Hautkrebs hat viele Gesichter. Harmlose Veränderungen der Haut können einen Hautkrebs vortäuschen, andererseits kann Hautkrebs in seinen verschiedenen Varianten harmlos aussehen und z.B. getarnt unter dem Bild einer Warze unerkannt wachsen. Im Unterschied zu den bösartigen Tumoren innerer Organe ist aber Hautkrebs bereits in frühen Stadien erfassbar, und damit sind die Behandlungsmöglichkeiten besonders gut.

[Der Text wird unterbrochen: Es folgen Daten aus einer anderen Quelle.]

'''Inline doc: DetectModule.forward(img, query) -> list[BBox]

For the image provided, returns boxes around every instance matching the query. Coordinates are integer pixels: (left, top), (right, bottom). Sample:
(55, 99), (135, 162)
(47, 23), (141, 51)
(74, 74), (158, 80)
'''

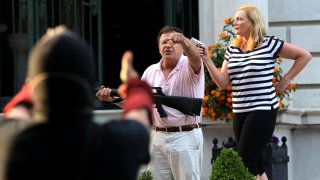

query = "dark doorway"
(99, 0), (164, 88)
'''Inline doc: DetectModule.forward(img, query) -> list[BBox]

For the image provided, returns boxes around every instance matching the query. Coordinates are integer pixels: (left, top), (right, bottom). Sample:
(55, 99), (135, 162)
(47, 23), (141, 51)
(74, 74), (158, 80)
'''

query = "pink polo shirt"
(141, 55), (204, 127)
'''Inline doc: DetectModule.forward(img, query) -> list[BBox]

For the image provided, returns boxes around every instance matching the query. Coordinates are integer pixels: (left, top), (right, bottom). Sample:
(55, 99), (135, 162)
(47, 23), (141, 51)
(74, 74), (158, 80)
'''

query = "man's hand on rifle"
(96, 86), (119, 102)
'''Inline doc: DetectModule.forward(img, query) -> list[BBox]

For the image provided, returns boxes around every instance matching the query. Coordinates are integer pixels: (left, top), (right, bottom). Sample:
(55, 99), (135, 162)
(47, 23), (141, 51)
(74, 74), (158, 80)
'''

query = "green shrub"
(210, 148), (254, 180)
(139, 170), (153, 180)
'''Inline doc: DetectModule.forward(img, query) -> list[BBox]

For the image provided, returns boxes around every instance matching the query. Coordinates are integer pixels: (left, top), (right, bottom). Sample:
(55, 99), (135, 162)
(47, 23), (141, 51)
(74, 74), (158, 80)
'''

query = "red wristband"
(3, 83), (33, 117)
(123, 78), (153, 125)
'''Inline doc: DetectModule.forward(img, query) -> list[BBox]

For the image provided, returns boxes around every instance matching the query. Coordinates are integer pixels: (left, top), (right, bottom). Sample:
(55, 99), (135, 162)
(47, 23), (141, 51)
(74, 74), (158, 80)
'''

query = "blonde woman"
(199, 5), (312, 180)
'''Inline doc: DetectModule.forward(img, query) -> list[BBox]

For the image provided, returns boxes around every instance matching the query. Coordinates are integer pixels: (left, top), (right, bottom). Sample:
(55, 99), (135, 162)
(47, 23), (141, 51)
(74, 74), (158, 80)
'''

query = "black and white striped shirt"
(225, 36), (284, 113)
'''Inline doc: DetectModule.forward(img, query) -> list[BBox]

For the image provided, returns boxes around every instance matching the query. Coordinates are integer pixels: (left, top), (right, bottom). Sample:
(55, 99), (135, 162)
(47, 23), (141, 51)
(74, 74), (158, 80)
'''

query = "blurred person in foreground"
(199, 5), (312, 180)
(5, 26), (153, 180)
(96, 26), (204, 180)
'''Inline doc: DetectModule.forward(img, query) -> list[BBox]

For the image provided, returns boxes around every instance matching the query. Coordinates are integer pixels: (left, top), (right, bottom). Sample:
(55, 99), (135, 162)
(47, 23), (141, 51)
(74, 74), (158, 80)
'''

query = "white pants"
(148, 128), (203, 180)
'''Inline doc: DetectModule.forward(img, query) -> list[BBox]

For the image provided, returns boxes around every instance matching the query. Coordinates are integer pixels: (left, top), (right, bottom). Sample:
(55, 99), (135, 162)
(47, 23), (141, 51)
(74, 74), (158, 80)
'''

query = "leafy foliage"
(209, 148), (254, 180)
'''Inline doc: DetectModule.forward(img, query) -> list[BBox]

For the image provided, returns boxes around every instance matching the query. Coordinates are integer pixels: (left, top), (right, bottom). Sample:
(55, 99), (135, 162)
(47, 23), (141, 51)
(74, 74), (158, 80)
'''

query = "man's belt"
(153, 123), (201, 132)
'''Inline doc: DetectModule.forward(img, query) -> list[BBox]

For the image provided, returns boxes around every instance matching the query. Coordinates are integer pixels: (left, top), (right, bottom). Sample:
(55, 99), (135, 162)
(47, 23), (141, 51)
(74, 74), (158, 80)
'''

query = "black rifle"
(97, 87), (202, 118)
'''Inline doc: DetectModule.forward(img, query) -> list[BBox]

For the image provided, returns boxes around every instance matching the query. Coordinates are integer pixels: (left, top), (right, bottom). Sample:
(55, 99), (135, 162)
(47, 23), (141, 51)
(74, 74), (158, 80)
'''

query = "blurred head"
(157, 26), (183, 61)
(27, 26), (95, 119)
(233, 5), (267, 46)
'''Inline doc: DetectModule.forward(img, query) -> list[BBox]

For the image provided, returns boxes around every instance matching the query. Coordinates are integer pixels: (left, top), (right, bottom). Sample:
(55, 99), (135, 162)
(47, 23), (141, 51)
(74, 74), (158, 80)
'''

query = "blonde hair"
(232, 5), (267, 50)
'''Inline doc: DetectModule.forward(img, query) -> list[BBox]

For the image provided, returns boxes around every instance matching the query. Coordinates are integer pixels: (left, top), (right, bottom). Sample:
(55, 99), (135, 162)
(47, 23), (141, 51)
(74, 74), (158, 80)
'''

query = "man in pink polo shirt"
(96, 26), (204, 180)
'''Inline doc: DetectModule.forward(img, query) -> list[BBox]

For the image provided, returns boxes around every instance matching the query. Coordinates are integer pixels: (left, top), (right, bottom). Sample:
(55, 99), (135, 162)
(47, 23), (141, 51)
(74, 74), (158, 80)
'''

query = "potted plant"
(209, 148), (255, 180)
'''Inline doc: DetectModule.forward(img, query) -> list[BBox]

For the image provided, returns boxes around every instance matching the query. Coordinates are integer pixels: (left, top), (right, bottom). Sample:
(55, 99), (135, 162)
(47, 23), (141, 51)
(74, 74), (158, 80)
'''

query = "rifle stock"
(97, 87), (202, 118)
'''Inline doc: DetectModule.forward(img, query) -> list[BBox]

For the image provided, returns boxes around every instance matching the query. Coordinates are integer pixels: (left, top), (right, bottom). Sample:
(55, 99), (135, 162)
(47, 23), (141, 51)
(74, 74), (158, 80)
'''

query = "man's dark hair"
(157, 26), (183, 44)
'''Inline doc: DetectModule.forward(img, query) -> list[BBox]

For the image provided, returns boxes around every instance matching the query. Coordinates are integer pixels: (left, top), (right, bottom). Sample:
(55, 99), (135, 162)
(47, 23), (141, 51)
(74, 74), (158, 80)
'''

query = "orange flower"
(224, 19), (229, 24)
(208, 45), (214, 51)
(220, 32), (227, 39)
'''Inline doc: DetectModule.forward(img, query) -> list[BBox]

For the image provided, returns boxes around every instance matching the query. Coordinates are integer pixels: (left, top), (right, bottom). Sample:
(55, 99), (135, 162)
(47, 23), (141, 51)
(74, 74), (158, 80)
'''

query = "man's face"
(158, 32), (183, 61)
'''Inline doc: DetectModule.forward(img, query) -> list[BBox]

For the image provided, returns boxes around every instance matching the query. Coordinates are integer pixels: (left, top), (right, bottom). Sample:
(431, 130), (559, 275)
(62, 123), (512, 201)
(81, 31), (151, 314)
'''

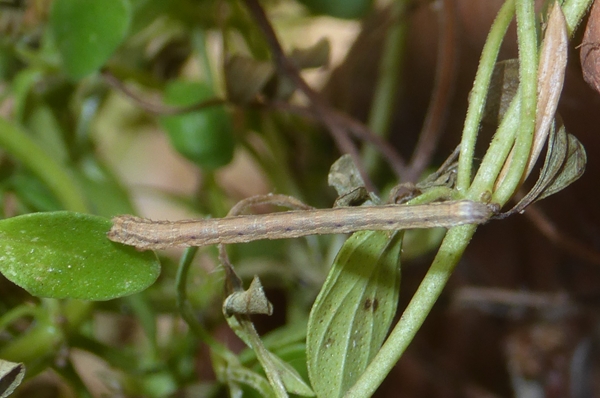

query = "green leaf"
(223, 290), (315, 397)
(50, 0), (131, 79)
(0, 211), (160, 300)
(225, 55), (275, 104)
(299, 0), (373, 19)
(306, 231), (402, 398)
(160, 80), (235, 170)
(0, 359), (25, 398)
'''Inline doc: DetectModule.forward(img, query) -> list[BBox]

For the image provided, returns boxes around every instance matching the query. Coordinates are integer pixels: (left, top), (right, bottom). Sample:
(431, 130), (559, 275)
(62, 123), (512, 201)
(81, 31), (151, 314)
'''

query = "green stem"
(562, 0), (594, 37)
(345, 225), (477, 398)
(493, 0), (538, 204)
(456, 0), (515, 192)
(362, 0), (408, 173)
(0, 304), (42, 332)
(466, 88), (521, 200)
(0, 118), (87, 213)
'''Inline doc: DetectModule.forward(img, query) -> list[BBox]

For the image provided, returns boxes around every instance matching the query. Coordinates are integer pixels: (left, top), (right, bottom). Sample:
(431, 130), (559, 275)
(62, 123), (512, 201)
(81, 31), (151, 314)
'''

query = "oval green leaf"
(160, 80), (235, 170)
(0, 211), (160, 300)
(306, 231), (402, 398)
(50, 0), (131, 79)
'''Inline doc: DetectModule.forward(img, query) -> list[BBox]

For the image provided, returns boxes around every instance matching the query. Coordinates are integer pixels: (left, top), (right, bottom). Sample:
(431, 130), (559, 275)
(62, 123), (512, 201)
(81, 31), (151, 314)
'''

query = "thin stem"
(102, 69), (228, 116)
(493, 0), (538, 204)
(244, 0), (375, 190)
(362, 0), (409, 173)
(456, 0), (515, 192)
(344, 225), (476, 398)
(175, 247), (237, 363)
(408, 0), (457, 182)
(562, 0), (594, 37)
(0, 304), (43, 332)
(0, 118), (88, 213)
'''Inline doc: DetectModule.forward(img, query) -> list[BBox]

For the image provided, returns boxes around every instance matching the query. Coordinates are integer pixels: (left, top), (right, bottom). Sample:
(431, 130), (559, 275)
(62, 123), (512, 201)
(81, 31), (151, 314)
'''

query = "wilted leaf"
(223, 294), (315, 397)
(506, 124), (587, 215)
(0, 359), (25, 398)
(580, 1), (600, 93)
(306, 231), (402, 398)
(50, 0), (131, 79)
(0, 211), (160, 300)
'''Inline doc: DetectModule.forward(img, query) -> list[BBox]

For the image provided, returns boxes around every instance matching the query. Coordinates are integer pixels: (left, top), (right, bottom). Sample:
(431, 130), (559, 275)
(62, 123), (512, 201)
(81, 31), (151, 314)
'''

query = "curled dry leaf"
(496, 4), (569, 187)
(579, 1), (600, 93)
(223, 276), (273, 316)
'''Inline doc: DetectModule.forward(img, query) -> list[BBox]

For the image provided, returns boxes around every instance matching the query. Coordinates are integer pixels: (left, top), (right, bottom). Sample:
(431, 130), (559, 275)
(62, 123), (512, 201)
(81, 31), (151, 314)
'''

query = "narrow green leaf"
(307, 231), (402, 398)
(0, 359), (25, 398)
(160, 80), (235, 170)
(223, 305), (315, 397)
(0, 211), (160, 300)
(505, 124), (587, 215)
(537, 134), (587, 200)
(50, 0), (131, 79)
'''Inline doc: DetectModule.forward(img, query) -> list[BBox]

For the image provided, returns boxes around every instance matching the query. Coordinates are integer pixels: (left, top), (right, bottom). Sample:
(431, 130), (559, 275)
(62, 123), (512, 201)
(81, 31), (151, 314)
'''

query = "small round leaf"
(50, 0), (131, 79)
(160, 80), (235, 170)
(0, 211), (160, 300)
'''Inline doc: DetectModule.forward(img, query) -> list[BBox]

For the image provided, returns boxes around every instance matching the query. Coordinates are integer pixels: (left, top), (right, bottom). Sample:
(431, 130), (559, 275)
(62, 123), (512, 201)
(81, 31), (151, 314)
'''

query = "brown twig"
(406, 0), (457, 182)
(102, 69), (228, 115)
(244, 0), (375, 190)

Im Prinzip können sich aus all den verschiedenen Zellen sämtlicher Hautschichten embryonal vorprogrammierte gutartige Fehlbildungen (oft schon bei Geburt vorhanden), später auftretende harmlose Neubildungen und ferner auch bösartige Geschwulste entwickeln. Glücklicherweise überwiegen an der Haut die gutartigen Veränderungen, und der überwiegende Teil kleiner "Hautfehler" stellt allenfalls ein kosmetisches Problem dar.

Beispiele für gutartige Fehlbildungen sind die bei Geburt vorhandenen Feuermale aus den Gefäßzellen der Haut oder die sog. Leberflecken aus den pigmentbildenden Melanozyten. Unter den später im Leben auftretenden harmlosen Neubildungen sind die "Alterswarzen" aus den Oberhautzellen besonders häufig, aber auch kleine Gefäßknötchen oder die ebenfalls gutartigen Fettgewebsgeschwulste (Lipome) aus den Zellen der Subkutis.

Beispiele für seltenere bösartige Tumore der Haut sind die verschiedenen Sarkome aus den Zellen der Lederhaut (z.B. Kaposi-Sarkom aus den Gefäßzellen) sowie die Lymphome aus den Zellen des Immunsystems, die nicht nur in Lymphknoten oder im Körperinneren sondern auch aus den Abwehrzellen der Haut entstehen können und an der Körperoberfläche bereits in Vorstufen erkennbar sind.

In allen Zweifelsfällen empfiehlt sich lieber einmal eine Gewebeprobe (Hautbiopsie), anhand derer man durch eine feingewebliche Untersuchung (Histologie) die Diagnose stellen kann. In den meisten Fällen lässt sich hierdurch ein Hautkrebs eher ausschließen. Sollte er sich aber bestätigen, hat man bei früher Diagnosestellung beste Chancen für eine Heilung.